Continuing his series of analyses of viruses contained in the EOF-rRlf-DoomRiderz virus zine, Peter Ferrie looks at a virus named ‘Pilot’.
Copyright © 2009 Virus Bulletin
The term ‘pilot’ in the sense of a television programme can be likened to a proof-of-concept for a proposed series. A ‘pilot’ in the sense of computer viruses might be an appropriate term for a technique that could become common in the future. At least, that’s one conclusion that might be drawn from the virus whose author named it ‘Pilot’. (In fact, the virus author named it ‘PiLoT’, intending to refer to the PLT, as explained below.)
In the case of viruses for the Intel x86-based Linux platform, it is common to see the use of ‘int 0x80’ instructions to call the system functions. However, in this virus there are no ‘int 0x80’ instructions. Instead, the virus resolves the function addresses dynamically, in much the same way as most viruses for the Windows platform do.
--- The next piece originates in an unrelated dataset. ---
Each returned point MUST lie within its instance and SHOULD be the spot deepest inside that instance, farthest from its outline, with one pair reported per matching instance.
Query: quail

The general principle of address resolution is to find the base address of the interesting external file (for example, kernel32.dll in Windows and libc in Linux). On the Windows platform, it is a trivial matter to walk a series of in-memory structures to find the one that refers to the kernel32.dll file (though the current most common method relies on an undocumented field in one of those structures, and thanks to a minor change related to that field, the technique does not work on the most recent version of Windows). On the Linux platform, some searching is required, since there is no equivalent direct pointer to the libc file.
The virus begins by examining the Procedure Linkage Table (PLT). Specifically, the virus examines the value at PLT+8. The PLT is ultimately an array of jumps to imported functions, however it contains additional instructions that are used by the linker to resolve the addresses dynamically. It begins with a push of an absolute indirect address, followed by a jump through another absolute indirect address (subsequent entries have a different format – a jump through another absolute indirect address, followed by a push of an immediate value, and ending with a relative jump to the first entry in the PLT). The first entry in the PLT jumps to the dynamic linker if its presence is required. Subsequent entries jump to the other functions used by the host process.
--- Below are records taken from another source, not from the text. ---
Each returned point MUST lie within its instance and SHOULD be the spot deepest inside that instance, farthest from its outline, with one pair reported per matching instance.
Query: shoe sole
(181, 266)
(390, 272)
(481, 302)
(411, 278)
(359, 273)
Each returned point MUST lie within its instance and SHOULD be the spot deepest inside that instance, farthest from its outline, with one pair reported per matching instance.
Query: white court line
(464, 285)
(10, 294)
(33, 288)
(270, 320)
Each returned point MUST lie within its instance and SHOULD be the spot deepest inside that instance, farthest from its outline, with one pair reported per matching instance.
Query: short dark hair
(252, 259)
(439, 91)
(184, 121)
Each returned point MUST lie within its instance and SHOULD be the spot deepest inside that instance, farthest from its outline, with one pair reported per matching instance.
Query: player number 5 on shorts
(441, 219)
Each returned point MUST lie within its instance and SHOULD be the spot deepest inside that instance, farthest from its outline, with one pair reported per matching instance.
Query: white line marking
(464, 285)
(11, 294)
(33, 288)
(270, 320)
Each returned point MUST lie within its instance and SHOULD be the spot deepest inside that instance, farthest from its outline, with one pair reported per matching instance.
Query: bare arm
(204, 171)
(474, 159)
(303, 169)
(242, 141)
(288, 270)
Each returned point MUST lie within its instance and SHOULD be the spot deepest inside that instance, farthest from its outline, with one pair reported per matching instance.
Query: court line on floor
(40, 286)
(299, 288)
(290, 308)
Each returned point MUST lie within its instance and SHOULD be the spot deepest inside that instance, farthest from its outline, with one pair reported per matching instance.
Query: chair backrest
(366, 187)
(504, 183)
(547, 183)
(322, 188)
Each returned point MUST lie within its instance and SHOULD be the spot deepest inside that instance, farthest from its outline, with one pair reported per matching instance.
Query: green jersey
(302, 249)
The source of the address for the jump is the Global Offset Table (GOT)+8. The size of the push instruction is six bytes and the address for the jump is two bytes into the jump instruction. Thus, the value at PLT+8 is an address within the GOT. The GOT is a table of pointers, and the value at GOT+8 is a pointer to the _resolve symbol, which points to the dynamic linker. If the dynamic linker is not required (because the symbols were all resolved before the process started) then the value at this location will be zero.
The virus retrieves the value at GOT+8. If the value is zero, then the virus retrieves the value at GOT+16 and trusts that this value is a pointer within the libc file. If the value at GOT+8 is not zero, then the virus page-aligns this value, and uses it as a starting point for a search within memory. The virus searches backwards in memory, page by page, looking for the dynamic linker’s ELF header. The virus recognizes the header when it finds the ‘ELF’ signature at the start of a page, and a value that describes the file as 32-bit class, data in LSB format, and version 1 header format.
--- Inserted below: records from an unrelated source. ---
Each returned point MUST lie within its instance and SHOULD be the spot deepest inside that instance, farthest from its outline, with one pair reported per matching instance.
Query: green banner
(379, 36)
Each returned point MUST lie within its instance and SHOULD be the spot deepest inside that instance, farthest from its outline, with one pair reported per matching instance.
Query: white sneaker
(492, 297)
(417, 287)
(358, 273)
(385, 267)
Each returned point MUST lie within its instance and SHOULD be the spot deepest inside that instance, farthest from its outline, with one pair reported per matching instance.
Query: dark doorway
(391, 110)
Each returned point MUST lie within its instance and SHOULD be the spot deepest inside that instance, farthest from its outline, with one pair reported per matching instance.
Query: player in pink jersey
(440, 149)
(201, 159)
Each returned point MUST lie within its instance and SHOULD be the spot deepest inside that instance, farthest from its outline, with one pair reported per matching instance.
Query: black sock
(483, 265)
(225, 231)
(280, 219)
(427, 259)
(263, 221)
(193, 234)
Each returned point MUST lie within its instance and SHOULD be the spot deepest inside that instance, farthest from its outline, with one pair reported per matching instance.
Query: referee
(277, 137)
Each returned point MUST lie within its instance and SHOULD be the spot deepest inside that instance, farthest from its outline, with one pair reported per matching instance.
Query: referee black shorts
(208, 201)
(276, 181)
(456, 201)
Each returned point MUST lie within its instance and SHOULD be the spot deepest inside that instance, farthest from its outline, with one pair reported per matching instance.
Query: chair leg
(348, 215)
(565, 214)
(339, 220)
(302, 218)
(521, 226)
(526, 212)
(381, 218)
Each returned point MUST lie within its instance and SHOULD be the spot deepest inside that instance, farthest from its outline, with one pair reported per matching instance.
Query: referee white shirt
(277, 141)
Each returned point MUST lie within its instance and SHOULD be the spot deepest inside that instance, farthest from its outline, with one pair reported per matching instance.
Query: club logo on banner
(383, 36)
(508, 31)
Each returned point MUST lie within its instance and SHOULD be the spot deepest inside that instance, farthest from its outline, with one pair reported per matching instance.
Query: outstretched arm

The virus contains no exception handling, so there is a risk that, depending on the section layout, a gap exists in memory between the starting location of the search and the ELF header. If such a gap exists, then the virus will cause a segmentation fault, which will cause the process to be terminated.
Once the dynamic linker’s ELF header has been found, the virus searches within the Program Header Table entries for the PT_LOAD entry with the lowest virtual address and the PT_DYNAMIC entry, which the virus assumes will always exist. If the PT_DYNAMIC entry is found, then the virus is interested in its virtual address.
The virus converts the virtual address of the PT_DYNAMIC entry into a file offset, and then searches within the dynamic linking array for an entry which has the DT_PLTGOT tag. It is also assumed that this search will always be successful. The associated pointer references the GOT of another file. The virus retrieves this pointer, and then retrieves a value from within that GOT, at offset 16. This value is assumed to point into libc.
At this point, the virus performs the routine again, beginning with the search for the ELF header, and ending with the search for the DT_PLTGOT tag. The result is that the virus recovers the required values for the libc file: a pointer to the dynamic linking array, the adjustment to convert a virtual address to a file offset, and a pointer to the GOT.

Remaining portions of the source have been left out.